Personally i consider, like Jurrie Poot, ( he wrote a short article on Baumeister in the Stedelijk Museum Bulletin) a constructivist. But a constructivist who became more free with every painting finally resulting in a style which was a cross between Malevich, Miro and in the Netherlands …Willy Boers.

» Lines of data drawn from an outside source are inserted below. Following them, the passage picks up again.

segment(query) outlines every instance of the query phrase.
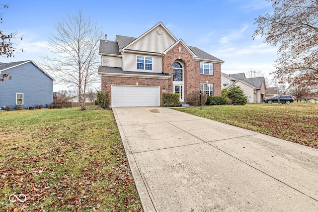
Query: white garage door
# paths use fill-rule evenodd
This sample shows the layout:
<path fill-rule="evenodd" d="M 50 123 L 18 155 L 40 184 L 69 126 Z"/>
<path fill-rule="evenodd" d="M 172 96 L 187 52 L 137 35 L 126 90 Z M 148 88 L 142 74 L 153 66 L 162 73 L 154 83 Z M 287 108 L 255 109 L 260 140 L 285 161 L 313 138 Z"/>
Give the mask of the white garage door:
<path fill-rule="evenodd" d="M 111 86 L 111 106 L 160 106 L 159 86 Z"/>

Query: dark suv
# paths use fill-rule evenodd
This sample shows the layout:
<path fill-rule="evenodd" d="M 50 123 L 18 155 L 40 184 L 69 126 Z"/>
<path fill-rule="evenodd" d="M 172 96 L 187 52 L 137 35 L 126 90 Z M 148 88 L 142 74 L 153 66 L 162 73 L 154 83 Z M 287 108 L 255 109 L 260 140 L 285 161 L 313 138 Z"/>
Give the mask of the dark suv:
<path fill-rule="evenodd" d="M 270 104 L 273 103 L 278 103 L 278 97 L 279 97 L 279 103 L 290 104 L 291 103 L 294 102 L 294 98 L 293 98 L 293 97 L 288 95 L 275 96 L 269 97 L 264 99 L 264 102 Z"/>

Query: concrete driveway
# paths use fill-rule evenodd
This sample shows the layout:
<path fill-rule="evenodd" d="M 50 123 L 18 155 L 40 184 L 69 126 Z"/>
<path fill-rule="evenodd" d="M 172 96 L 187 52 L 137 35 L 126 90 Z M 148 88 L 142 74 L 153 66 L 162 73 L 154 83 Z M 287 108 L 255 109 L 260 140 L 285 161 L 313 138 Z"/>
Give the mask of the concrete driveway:
<path fill-rule="evenodd" d="M 318 149 L 168 108 L 113 111 L 145 211 L 318 211 Z"/>

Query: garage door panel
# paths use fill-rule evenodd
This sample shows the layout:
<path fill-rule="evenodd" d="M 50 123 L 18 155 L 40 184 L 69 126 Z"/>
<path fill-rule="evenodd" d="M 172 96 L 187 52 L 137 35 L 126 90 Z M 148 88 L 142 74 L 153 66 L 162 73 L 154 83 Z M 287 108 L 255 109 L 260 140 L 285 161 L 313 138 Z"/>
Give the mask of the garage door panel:
<path fill-rule="evenodd" d="M 112 85 L 112 107 L 160 106 L 159 86 Z"/>

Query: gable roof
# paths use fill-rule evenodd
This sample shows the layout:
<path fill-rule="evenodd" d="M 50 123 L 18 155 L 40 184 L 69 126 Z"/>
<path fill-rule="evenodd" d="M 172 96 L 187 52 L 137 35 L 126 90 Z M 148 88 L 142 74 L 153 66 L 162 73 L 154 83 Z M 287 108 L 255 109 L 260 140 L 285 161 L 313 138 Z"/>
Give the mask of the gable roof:
<path fill-rule="evenodd" d="M 234 81 L 235 81 L 237 80 L 237 79 L 233 77 L 232 75 L 231 74 L 227 74 L 225 73 L 221 72 L 221 75 L 223 75 L 224 77 L 227 77 L 228 78 Z"/>
<path fill-rule="evenodd" d="M 117 42 L 100 40 L 99 43 L 99 53 L 106 53 L 121 55 L 119 52 L 119 47 Z"/>
<path fill-rule="evenodd" d="M 238 74 L 232 74 L 231 76 L 237 80 L 241 80 L 242 79 L 246 79 L 244 73 L 239 73 Z"/>
<path fill-rule="evenodd" d="M 34 63 L 32 60 L 25 60 L 23 61 L 13 62 L 12 63 L 0 63 L 0 72 L 4 71 L 6 71 L 7 70 L 16 67 L 17 66 L 20 66 L 23 64 L 25 64 L 27 63 L 32 63 L 34 66 L 35 66 L 38 69 L 39 69 L 41 71 L 42 71 L 45 75 L 46 75 L 48 77 L 52 79 L 52 80 L 54 80 L 53 77 L 50 76 L 49 74 L 46 73 L 44 70 L 43 70 L 41 67 L 38 66 L 35 63 Z"/>
<path fill-rule="evenodd" d="M 29 61 L 29 60 L 25 60 L 23 61 L 13 62 L 12 63 L 0 63 L 0 72 L 8 69 L 12 67 L 17 66 L 22 63 L 25 63 Z"/>
<path fill-rule="evenodd" d="M 239 80 L 246 83 L 257 89 L 260 89 L 262 88 L 265 78 L 264 77 L 255 77 L 254 78 L 241 79 Z"/>
<path fill-rule="evenodd" d="M 173 45 L 172 45 L 172 46 L 170 46 L 169 48 L 168 48 L 167 49 L 165 50 L 165 51 L 164 51 L 163 52 L 164 54 L 166 54 L 166 53 L 167 52 L 168 52 L 169 51 L 170 51 L 170 50 L 171 49 L 172 49 L 172 48 L 173 48 L 174 46 L 175 46 L 177 44 L 178 44 L 178 43 L 181 43 L 181 44 L 182 44 L 182 45 L 183 46 L 184 46 L 184 47 L 187 49 L 187 50 L 190 53 L 190 54 L 191 54 L 192 55 L 192 57 L 193 58 L 197 58 L 197 56 L 195 55 L 195 54 L 194 53 L 194 52 L 193 52 L 193 51 L 192 50 L 191 50 L 191 49 L 190 48 L 189 48 L 189 46 L 188 46 L 184 42 L 183 42 L 183 41 L 182 39 L 179 39 L 179 40 L 178 40 L 177 42 L 176 42 L 175 43 L 174 43 L 173 44 Z"/>
<path fill-rule="evenodd" d="M 277 87 L 266 88 L 266 94 L 278 94 Z"/>
<path fill-rule="evenodd" d="M 137 38 L 122 35 L 116 35 L 116 41 L 118 43 L 120 49 L 122 49 L 131 44 Z"/>
<path fill-rule="evenodd" d="M 171 46 L 169 47 L 168 49 L 170 49 L 172 47 L 174 46 L 176 43 L 182 42 L 184 46 L 188 49 L 188 51 L 189 51 L 189 52 L 190 52 L 191 54 L 194 55 L 193 58 L 198 59 L 201 59 L 202 60 L 211 60 L 221 63 L 224 62 L 224 61 L 223 61 L 223 60 L 220 60 L 220 59 L 214 57 L 213 55 L 211 55 L 211 54 L 202 50 L 201 49 L 200 49 L 194 46 L 188 46 L 181 39 L 177 40 L 176 38 L 175 38 L 175 37 L 170 32 L 170 31 L 169 31 L 169 30 L 161 22 L 158 23 L 155 26 L 149 29 L 148 31 L 147 31 L 138 38 L 116 35 L 116 41 L 107 40 L 107 42 L 105 42 L 105 40 L 100 40 L 100 42 L 99 44 L 99 54 L 121 55 L 120 50 L 128 48 L 129 46 L 132 45 L 133 43 L 141 39 L 142 37 L 144 37 L 146 34 L 147 34 L 153 29 L 155 29 L 158 26 L 160 26 L 162 27 L 162 28 L 167 32 L 167 33 L 175 42 L 175 43 Z M 134 51 L 138 51 L 138 50 Z M 166 52 L 166 51 L 167 50 L 165 51 L 165 52 Z M 158 52 L 145 52 L 141 51 L 141 52 L 156 54 L 159 53 Z"/>
<path fill-rule="evenodd" d="M 161 27 L 162 28 L 162 29 L 167 32 L 167 33 L 174 41 L 174 42 L 176 42 L 177 41 L 177 40 L 175 38 L 175 37 L 174 37 L 173 36 L 173 35 L 171 33 L 171 32 L 170 32 L 170 31 L 168 30 L 168 29 L 167 29 L 165 27 L 165 26 L 164 26 L 164 25 L 162 24 L 162 23 L 161 23 L 161 22 L 159 22 L 159 23 L 157 24 L 156 25 L 155 25 L 154 26 L 152 27 L 151 29 L 149 29 L 148 31 L 147 31 L 147 32 L 145 32 L 144 34 L 143 34 L 142 35 L 141 35 L 141 36 L 138 37 L 137 38 L 136 38 L 135 40 L 133 40 L 132 42 L 131 42 L 129 44 L 127 44 L 127 45 L 125 45 L 123 48 L 121 48 L 120 49 L 124 50 L 124 49 L 128 48 L 129 47 L 129 46 L 133 44 L 134 43 L 135 43 L 136 42 L 137 42 L 138 40 L 141 39 L 143 37 L 144 37 L 145 36 L 146 36 L 146 35 L 147 35 L 149 32 L 152 31 L 154 29 L 156 28 L 156 27 L 158 27 L 159 26 Z M 131 38 L 132 39 L 133 38 L 131 37 Z M 127 42 L 128 42 L 128 41 L 127 41 Z"/>
<path fill-rule="evenodd" d="M 111 76 L 132 76 L 135 77 L 152 77 L 158 78 L 170 78 L 171 76 L 163 73 L 141 72 L 135 71 L 123 71 L 121 68 L 111 67 L 99 66 L 99 74 L 107 74 Z"/>
<path fill-rule="evenodd" d="M 222 60 L 214 57 L 213 55 L 211 55 L 209 53 L 206 53 L 206 52 L 198 48 L 195 47 L 194 46 L 188 46 L 192 51 L 195 54 L 198 58 L 199 59 L 203 59 L 205 60 L 213 60 L 215 61 L 217 61 L 221 63 L 224 63 Z"/>

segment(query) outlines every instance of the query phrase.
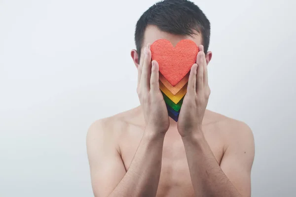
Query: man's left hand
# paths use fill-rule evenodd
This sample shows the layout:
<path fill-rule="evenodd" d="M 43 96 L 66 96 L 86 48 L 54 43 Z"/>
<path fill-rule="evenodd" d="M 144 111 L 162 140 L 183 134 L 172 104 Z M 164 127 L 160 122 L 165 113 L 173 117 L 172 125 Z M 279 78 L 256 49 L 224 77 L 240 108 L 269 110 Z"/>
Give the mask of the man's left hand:
<path fill-rule="evenodd" d="M 202 132 L 202 122 L 211 90 L 208 83 L 208 69 L 203 46 L 198 46 L 196 64 L 191 67 L 187 93 L 184 97 L 178 122 L 182 137 Z"/>

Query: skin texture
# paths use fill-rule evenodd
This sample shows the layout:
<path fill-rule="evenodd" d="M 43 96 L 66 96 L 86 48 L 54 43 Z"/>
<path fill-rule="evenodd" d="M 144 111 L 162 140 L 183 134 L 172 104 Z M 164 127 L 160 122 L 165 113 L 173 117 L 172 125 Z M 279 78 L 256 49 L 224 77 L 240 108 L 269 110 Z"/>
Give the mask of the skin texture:
<path fill-rule="evenodd" d="M 199 46 L 178 123 L 169 118 L 159 89 L 158 66 L 149 43 L 174 46 L 190 39 Z M 201 36 L 147 29 L 138 70 L 141 106 L 94 122 L 87 136 L 96 197 L 250 197 L 253 133 L 245 123 L 206 110 L 210 89 Z M 145 48 L 146 48 L 146 49 Z"/>

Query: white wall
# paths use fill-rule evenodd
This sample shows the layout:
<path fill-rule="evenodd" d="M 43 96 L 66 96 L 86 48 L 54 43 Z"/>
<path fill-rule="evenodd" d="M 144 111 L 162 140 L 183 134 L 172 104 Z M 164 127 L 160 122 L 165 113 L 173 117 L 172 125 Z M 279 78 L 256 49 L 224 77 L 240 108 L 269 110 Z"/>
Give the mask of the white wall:
<path fill-rule="evenodd" d="M 139 104 L 130 51 L 155 2 L 0 0 L 0 196 L 92 196 L 86 132 Z M 295 2 L 195 1 L 212 27 L 208 109 L 254 133 L 253 197 L 295 196 Z"/>

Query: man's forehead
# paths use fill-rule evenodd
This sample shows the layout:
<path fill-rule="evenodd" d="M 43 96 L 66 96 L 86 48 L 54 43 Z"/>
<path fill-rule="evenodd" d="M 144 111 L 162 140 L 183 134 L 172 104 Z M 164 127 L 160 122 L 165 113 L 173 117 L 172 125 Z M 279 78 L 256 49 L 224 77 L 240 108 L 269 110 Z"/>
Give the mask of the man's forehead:
<path fill-rule="evenodd" d="M 162 32 L 155 26 L 148 26 L 145 31 L 144 39 L 142 46 L 143 49 L 148 43 L 152 44 L 154 41 L 159 39 L 166 39 L 169 40 L 173 46 L 175 46 L 181 40 L 188 39 L 194 41 L 197 46 L 202 43 L 201 35 L 196 32 L 196 34 L 192 36 L 175 35 L 167 32 Z M 142 50 L 143 51 L 143 50 Z"/>

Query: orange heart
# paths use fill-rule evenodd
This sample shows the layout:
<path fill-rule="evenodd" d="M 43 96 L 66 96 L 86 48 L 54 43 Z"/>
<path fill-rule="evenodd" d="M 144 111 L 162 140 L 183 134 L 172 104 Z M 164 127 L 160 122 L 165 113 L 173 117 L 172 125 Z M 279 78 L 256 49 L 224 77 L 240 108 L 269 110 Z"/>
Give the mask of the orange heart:
<path fill-rule="evenodd" d="M 195 43 L 189 39 L 181 40 L 174 47 L 169 40 L 160 39 L 154 41 L 150 49 L 152 60 L 159 65 L 159 72 L 173 86 L 190 71 L 198 53 Z"/>

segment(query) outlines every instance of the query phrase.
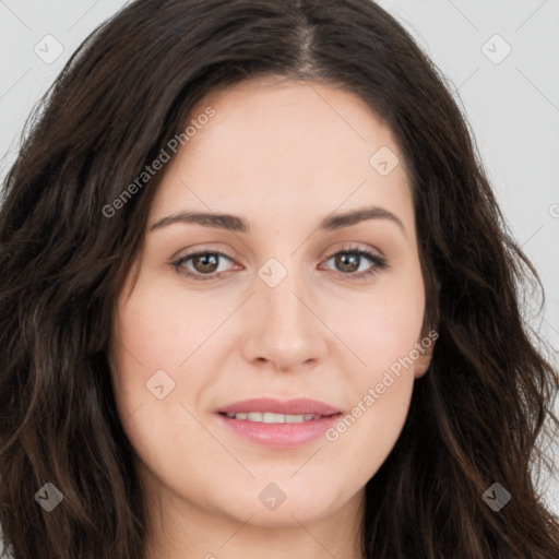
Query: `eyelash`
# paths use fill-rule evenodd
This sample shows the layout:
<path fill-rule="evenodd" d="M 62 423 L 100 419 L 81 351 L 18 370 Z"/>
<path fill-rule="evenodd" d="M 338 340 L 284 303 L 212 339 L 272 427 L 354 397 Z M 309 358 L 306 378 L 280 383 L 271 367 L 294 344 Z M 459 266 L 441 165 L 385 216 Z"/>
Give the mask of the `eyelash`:
<path fill-rule="evenodd" d="M 213 254 L 213 255 L 218 255 L 218 257 L 223 257 L 227 260 L 231 260 L 231 258 L 229 258 L 227 254 L 224 254 L 223 252 L 219 252 L 218 250 L 201 250 L 201 251 L 197 251 L 197 252 L 191 252 L 190 254 L 186 254 L 183 257 L 181 257 L 180 259 L 174 261 L 174 262 L 170 262 L 170 264 L 175 267 L 176 272 L 182 276 L 187 276 L 189 278 L 192 278 L 197 282 L 209 282 L 211 280 L 218 280 L 221 278 L 222 276 L 224 275 L 227 275 L 228 272 L 214 272 L 213 274 L 202 274 L 202 275 L 199 275 L 195 274 L 195 273 L 192 273 L 192 272 L 183 272 L 180 270 L 180 266 L 187 262 L 188 260 L 194 258 L 194 257 L 200 257 L 200 255 L 204 255 L 204 254 Z M 362 281 L 362 280 L 367 280 L 369 277 L 372 277 L 374 274 L 378 274 L 380 273 L 381 271 L 383 270 L 386 270 L 389 267 L 389 264 L 388 264 L 388 261 L 386 259 L 382 258 L 382 257 L 379 257 L 368 250 L 362 250 L 362 249 L 359 249 L 357 247 L 347 247 L 347 248 L 343 248 L 342 250 L 337 251 L 337 252 L 334 252 L 333 254 L 331 254 L 328 259 L 326 259 L 326 262 L 329 260 L 331 260 L 332 258 L 334 257 L 337 257 L 337 255 L 342 255 L 342 254 L 357 254 L 358 257 L 365 257 L 367 258 L 368 260 L 370 260 L 373 265 L 370 270 L 368 270 L 367 272 L 361 272 L 359 274 L 356 274 L 356 273 L 342 273 L 342 272 L 338 272 L 338 274 L 342 276 L 341 278 L 343 281 L 352 281 L 352 280 L 357 280 L 357 281 Z"/>

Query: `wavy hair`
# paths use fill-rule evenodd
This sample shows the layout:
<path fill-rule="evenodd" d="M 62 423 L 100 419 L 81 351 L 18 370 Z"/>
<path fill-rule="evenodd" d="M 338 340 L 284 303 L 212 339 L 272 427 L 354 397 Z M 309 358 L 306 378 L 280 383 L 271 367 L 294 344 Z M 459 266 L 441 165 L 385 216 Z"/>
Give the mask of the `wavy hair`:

Born at Stuttgart, where in 1911 he enrolled at the Art Academy as a pupil of Adolf Hölzel. Trip to Paris in 1912 where he discovered the work of ToulouseLautrec and Gauguin. Another trip to Paris in 1914 with Oskar Schlemmer; this time he became an enthusiastic admirer of Cézanne. From 1919 date his first Mauerbilder (wall pictures). A third stay in Paris in 1924, where he came into contact with Ozenfant, Le Corbusier, Fernand Léger and, some years later, the Abstraction-Creation group ( 1932). He taught at the Fine Arts School in Frankfort from 1928 to 1933, when he was dismissed by the Nazis and condemned as a “degenerate painter.” Thereafter he lived a retired life in Stuttgart and worked on in solitude until the end of the war; earned his living during this period by working in a printing plant. Appointed to a professorship at the Stuttgart Academy of Fine Arts in 1946. In 1947 he published a book, Das Unbekannte in der Kunst, written four years earlier. His work has been represented in most of the major post-war exhibitions in Europe, and also at the exhibition of German Art of the Twentieth Century, held in 1957 at the Museum of Modern Art, New York. Baumeister retrospectives organized at Documenta ll ( Kassel, 1959) and at the 1960 Venice Biennale.